Living with the Truth Stranger than Fiction This Is Not About What You Think Milligan and Murphy Making Sense

Sunday 4 September 2016

#669



An Artist's Impression



It takes a good imagination
to dress the bones of the past
and have them looking good.

Memory has little to do with it.


28 July 1989


Studies published in Cognitive Neuroscience a few years back suggested that imagination is functionally distinct from related processes such as memory; it hides in a different part of the brain. Fine, I’ll buy that but that doesn’t mean they can’t pool resources; we fill in the blanks; we extrapolate. As Greg Nirshberg put it in an article in the same journal a couple of years earlier:
Every time you ‘remember’ a past experience you are not accessing some sort of stored ‘thing’ in your brain. You are constructing an entirely new experience in something akin to the imaginative process, and while what you construct this experience out of will have some sort of causal connection to synaptic changes made at the time of the original experience, and while there are ways to ensure that this imaginative construction is more justifiably in correspondence with the original event, that original event is gone forever; all that exists is your imagining in the moment.

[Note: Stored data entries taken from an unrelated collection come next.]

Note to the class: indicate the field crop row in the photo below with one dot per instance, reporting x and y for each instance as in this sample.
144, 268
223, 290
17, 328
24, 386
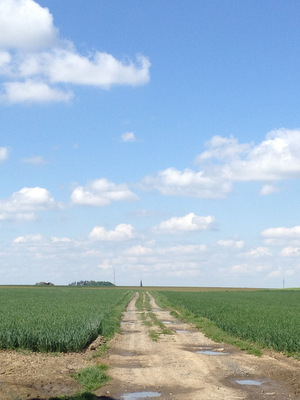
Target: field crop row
269, 318
58, 319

Let’s not be too tied to calling this experience a memory, without at least being cognizant of in how many ways this experience fails to fit that role.
As I look at each of the poems I’ve been publishing of late I have to say, hand on heart, that I’ve mostly been imagining the past and not remembering it. I don’t remember most of it. There’re huge, cavernous holes. This is one reason why I’ve never seriously thought to write any kind of memoir. I know even with the best will in the world it’d be fictionalised. Instead I incorporate the odd bit of fact into my fiction but don’t make too much of them, don’t attribute meaning that’s not there. How many times when you’ve wanted to describe a room have you cast your eyes around the very room you’re sitting in and relocated something? It’s not meaningful; it’s simply easier. The flat in The More Things Change is the one I lived in in Jordanhill; it was the flat I wrote most of the book in. The flat in Left is the one I’m living in just now minus Carrie’s office. The flat in Living with the Truth was, however, completely fictional and to be honest I don’t even have a floorplan of it in my head.